Mary-Kay Wilmers

‘Adjustment, no matter how comfortable it appears to be, is never freedom.’ David Reisman said that in The Lonely Crowd, a work of academic/pop sociology, published in the US in the late Forties; much read and remarked on at the time, and now forgotten. I looked it up the other day when I was due to say something at the South Bank Centre in connection with the Cities on the Move exhibition at the Hayward. Reisman divided social behaviour into three categories: ‘anomic’, ‘adjusted’ and ‘autonomous’. ‘Anomie’ is bad – everyone knows that – and something that has long been associated with urban life. But who could be sure, as David Reisman was, that an ‘autonomous’ citizen, no matter how uncomfortable, was better off than one who had taken the trouble to adjust – unless they’d told themselves that adjustment was un-American, the sort of feebleness Charlton Heston might despise? And if you could choose one or other way of being which would you go for? And where would you live?

I had been asked, specifically, to say something about cities I’d lived in and those questions are ones that I find troubling. I was born, not long before the Second World War, in the United States, where until the age of nine I lived in a succession of different towns and states, of which New York was the last, the place from which I left the country for good. I didn’t know at the time that we weren’t going back; and it was only later that it occurred to me that I’d spent the rest of my childhood in some sort of exile.

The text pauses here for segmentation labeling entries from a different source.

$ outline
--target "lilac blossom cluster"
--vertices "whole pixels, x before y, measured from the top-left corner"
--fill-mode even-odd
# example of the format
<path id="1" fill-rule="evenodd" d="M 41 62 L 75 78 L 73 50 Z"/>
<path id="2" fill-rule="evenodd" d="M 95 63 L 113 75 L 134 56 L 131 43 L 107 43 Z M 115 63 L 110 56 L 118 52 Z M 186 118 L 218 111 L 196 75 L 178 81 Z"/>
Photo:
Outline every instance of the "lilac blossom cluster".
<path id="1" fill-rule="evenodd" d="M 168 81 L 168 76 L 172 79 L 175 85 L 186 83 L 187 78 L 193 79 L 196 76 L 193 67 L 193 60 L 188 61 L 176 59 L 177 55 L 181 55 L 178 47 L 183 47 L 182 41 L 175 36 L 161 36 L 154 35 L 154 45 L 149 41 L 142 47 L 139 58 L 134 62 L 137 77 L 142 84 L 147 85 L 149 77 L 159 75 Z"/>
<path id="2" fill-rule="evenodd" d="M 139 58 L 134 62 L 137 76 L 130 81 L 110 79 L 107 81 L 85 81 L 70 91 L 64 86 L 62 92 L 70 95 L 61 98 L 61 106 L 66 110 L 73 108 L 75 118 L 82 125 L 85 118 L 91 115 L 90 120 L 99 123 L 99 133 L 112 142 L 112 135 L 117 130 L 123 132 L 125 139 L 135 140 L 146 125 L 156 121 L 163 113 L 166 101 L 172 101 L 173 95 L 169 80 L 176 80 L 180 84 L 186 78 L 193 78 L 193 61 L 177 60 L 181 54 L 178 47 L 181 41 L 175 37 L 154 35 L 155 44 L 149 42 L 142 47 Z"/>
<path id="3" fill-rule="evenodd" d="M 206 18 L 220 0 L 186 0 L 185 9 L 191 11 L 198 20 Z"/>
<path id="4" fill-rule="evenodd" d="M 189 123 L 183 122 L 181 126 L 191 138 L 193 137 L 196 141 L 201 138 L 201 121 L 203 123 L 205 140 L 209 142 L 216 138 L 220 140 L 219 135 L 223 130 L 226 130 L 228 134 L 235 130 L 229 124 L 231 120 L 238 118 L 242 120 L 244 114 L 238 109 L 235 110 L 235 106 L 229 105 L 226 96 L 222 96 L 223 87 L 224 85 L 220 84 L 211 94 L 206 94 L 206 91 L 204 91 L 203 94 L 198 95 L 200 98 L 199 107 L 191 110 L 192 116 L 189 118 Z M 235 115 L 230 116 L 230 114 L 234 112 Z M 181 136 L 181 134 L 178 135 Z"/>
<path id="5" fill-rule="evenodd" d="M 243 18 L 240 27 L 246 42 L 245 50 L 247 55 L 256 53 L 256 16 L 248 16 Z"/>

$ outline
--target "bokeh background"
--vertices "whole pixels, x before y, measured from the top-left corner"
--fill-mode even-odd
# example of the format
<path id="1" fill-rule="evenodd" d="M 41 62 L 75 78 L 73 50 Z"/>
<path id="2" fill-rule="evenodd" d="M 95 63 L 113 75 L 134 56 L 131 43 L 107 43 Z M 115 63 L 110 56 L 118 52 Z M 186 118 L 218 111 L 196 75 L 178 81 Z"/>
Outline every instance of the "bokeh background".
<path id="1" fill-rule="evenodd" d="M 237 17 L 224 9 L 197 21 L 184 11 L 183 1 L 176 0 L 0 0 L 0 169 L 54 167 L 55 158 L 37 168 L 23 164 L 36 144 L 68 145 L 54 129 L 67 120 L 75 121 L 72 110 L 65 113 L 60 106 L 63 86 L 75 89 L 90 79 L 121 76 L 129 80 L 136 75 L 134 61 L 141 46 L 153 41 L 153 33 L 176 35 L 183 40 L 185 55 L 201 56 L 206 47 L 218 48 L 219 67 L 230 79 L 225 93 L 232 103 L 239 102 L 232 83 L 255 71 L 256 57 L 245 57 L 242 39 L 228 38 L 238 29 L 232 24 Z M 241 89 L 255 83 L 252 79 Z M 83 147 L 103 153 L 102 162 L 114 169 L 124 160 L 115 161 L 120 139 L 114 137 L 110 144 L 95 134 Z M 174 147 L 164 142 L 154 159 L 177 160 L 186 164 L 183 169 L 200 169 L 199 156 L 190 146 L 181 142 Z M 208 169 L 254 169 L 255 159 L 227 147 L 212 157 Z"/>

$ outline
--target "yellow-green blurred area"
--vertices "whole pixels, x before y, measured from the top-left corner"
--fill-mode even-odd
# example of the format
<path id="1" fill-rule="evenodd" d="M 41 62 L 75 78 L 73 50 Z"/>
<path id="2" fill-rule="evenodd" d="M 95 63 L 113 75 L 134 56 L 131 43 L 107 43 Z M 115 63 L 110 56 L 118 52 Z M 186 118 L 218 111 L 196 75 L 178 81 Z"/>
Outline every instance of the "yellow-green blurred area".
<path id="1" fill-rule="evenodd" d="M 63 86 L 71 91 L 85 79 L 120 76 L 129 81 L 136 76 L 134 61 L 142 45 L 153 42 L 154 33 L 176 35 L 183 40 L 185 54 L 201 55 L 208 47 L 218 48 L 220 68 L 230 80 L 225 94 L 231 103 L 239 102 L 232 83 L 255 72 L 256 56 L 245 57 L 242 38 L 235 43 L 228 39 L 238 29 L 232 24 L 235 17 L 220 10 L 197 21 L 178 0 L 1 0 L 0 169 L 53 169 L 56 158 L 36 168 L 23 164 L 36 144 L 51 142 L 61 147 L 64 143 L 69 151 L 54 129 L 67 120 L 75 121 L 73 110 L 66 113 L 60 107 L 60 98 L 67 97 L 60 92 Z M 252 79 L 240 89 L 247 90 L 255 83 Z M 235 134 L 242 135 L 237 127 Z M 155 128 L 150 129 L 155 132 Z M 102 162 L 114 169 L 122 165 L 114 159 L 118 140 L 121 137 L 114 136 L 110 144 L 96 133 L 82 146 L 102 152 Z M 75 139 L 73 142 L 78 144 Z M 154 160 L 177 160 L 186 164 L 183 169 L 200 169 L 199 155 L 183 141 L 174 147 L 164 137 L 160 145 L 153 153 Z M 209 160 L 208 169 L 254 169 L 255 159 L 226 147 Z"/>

We were moving – it was now the late Forties – to Europe. More particularly, we moved to Brussels: a dark, rainy, unfriendly, unseductive, unappealing, charmless city. At the time I wouldn’t have been able to say any of that. For one thing, I wouldn’t have been allowed to: Brussels was where we had to be and if I didn’t like it, it was because, my mother said, I was unwilling to make the effort. David Reisman perhaps would have been pleased with me. I found it all very difficult. Again, we moved often. Not that it mattered: I don’t remember knowing the neighbours or playing with the children next-door or downstairs, as everyone did in the States. There was a tennis club to which families like mine belonged but very few places where one could detach oneself from one’s family. I missed the comic books (missed them all the more for not having been allowed to read them), the roller-skating rink in Central Park, the Lexington Avenue drug stores, the Hershey bars and Hamburger Heaven: all important markers of a New York child’s place in the world and signifiers, too, of a world in which there was much to desire. Belgian children ate the same serious chocolate as their mothers and fathers ate and didn’t have places of their own to go to: they stayed close to their parents and wherever they went walked behind them like the Duke of Edinburgh behind the Queen.